Арап и несколько стражников бросились на старика, потащили его через двор на площадь, где рядом с венецианским фонтаном и мраморными львами шелестел листвой Большой платан. Народу собралось видимо-невидимо, все близлежащие улочки переполнены.
Солнце клонилось к закату. На платане сидело множество птиц. Они слетелись сюда на ночлег, но пока еще заливались разноголосым хором.
Принесли скамью. Пленника усадили. Позвали турка-цирюльника. Он пришел со своими бритвами, ножницами и бронзовым тазиком. Увидев игумена, брадобрей аж затрясся от радости.
– Так ведь ты настоящий храбрец, тебя я и без мыла оформлю!
Он схватил игумена за бороду и принялся ее сбривать. Игумен закусил губы, а стоящие вокруг турки падали наземь от хохота. Тем временем Сулейман перекинул через ветвь платана веревку и хорошенько намылил ее. Несколько христиан, спрятавшись за ставнями дома напротив, затаив дыхание, наблюдали за происходящим.
Подошел паша и, развалясь, уселся в кресле напротив игумена, предвкушая интересное зрелище.
Цирюльник закончил бритье, и на лице игумена проступили давние шрамы от сабель.

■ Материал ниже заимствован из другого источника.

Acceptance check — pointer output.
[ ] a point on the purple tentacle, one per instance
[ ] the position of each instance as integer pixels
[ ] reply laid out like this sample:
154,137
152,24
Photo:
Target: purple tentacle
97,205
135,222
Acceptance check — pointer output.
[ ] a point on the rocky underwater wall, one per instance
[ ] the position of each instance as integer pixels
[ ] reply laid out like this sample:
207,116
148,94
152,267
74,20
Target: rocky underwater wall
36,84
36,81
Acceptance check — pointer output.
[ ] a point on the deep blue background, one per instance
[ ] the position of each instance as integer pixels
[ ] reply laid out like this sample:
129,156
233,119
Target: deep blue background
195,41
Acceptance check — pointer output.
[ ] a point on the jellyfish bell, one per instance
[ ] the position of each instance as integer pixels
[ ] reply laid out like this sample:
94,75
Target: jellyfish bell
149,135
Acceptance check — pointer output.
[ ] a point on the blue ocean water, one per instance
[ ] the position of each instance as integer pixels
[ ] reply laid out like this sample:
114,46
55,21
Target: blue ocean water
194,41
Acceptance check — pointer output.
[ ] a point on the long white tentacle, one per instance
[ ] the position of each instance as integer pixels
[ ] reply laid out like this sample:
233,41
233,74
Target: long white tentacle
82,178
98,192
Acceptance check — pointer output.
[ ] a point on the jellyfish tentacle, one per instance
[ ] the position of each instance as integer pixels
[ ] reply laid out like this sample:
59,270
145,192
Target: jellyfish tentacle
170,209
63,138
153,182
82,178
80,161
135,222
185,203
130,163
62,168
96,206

Теперь турок схватил ножницы, в один миг срезал волосы, и голова пленника оголилась.
– Эй ты, гяурский поп! – крикнул паша. – Веревка намылена, арап стоит у тебя над душой. Прими нашу веру, и ты спасешь себе жизнь!

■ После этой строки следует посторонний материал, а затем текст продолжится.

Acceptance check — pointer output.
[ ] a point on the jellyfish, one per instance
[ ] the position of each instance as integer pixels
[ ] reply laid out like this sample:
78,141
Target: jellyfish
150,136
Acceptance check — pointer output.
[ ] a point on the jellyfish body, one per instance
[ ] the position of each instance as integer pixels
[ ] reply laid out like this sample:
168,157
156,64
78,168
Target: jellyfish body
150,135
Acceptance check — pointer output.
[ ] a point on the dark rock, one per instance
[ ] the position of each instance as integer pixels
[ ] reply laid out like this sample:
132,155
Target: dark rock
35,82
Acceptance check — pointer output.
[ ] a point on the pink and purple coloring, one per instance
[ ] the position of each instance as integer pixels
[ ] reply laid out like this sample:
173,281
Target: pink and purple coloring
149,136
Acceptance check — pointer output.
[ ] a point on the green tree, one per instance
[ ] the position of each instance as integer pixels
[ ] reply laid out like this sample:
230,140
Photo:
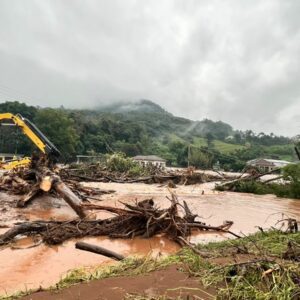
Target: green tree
59,128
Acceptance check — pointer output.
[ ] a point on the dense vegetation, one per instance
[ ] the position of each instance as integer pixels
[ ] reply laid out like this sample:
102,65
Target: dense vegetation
291,188
144,128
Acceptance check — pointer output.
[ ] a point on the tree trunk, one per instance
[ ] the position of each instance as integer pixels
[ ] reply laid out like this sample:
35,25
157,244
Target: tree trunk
98,250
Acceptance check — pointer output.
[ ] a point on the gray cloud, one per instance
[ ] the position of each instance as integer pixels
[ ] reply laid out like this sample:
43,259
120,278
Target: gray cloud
236,61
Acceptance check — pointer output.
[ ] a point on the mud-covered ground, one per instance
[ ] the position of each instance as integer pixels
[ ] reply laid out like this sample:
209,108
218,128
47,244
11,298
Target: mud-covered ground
24,266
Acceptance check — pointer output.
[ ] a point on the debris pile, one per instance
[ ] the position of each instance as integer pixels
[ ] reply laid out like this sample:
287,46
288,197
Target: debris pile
100,173
143,219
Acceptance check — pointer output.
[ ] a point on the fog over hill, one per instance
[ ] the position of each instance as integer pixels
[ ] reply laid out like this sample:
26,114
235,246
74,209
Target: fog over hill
235,61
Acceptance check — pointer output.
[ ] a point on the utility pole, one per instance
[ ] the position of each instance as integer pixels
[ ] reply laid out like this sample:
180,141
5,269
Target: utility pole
189,154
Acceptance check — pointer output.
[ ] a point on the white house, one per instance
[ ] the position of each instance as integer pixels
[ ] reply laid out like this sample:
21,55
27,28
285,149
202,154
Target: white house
267,165
150,159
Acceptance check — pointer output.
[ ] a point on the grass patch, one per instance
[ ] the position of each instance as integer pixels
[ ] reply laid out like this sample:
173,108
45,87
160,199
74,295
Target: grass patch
227,148
269,277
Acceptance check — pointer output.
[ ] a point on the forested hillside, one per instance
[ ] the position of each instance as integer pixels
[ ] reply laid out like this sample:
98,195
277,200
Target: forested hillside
143,127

Игумена с бритой головой нельзя было узнать. Он встал, вырвал из рук арапа веревку и набросил петлю себе на шею.
– Почему не отвечаешь? – взревел паша и вскочил на ноги.
– Я уже ответил! – сказал игумен.
– Будьте вы все прокляты! – Паша едва не лопнул от злости. – Вешай его!
Игумен взобрался на скамью, перекрестился. Перед его мысленным взором предстали деды и прадеды, герои минувших лет, нашедшие смерть здесь, на платане. У каждого на голове, как у Христа, был терновый венец. И теперь они раскрывали ему объятия.
– Иду! – воскликнул игумен и обеими ногами отпихнул скамью.
В полдень капитан Михалис вернулся к монастырю, чтобы присоединиться к отряду и продолжить бой, но не нашел на месте ни отряда, ни монастыря. Перед ним раскинулось пепелище. Крыша церкви обрушилась, догорал старый, тонкой резьбы иконостас. Драгоценные реликвии, аналои, иконы – все обратилось в пепел. По земле растекались вино и оливковое масло из монастырских кладовых. Густыми клубами поднимался удушливый дым.
Капитан Михалис, не веря своим глазам, стоял и смотрел на руины, на последние языки пламени.
– Я не должен был уходить… не должен был!.. – взревел он и с силой дернул себя за бороду.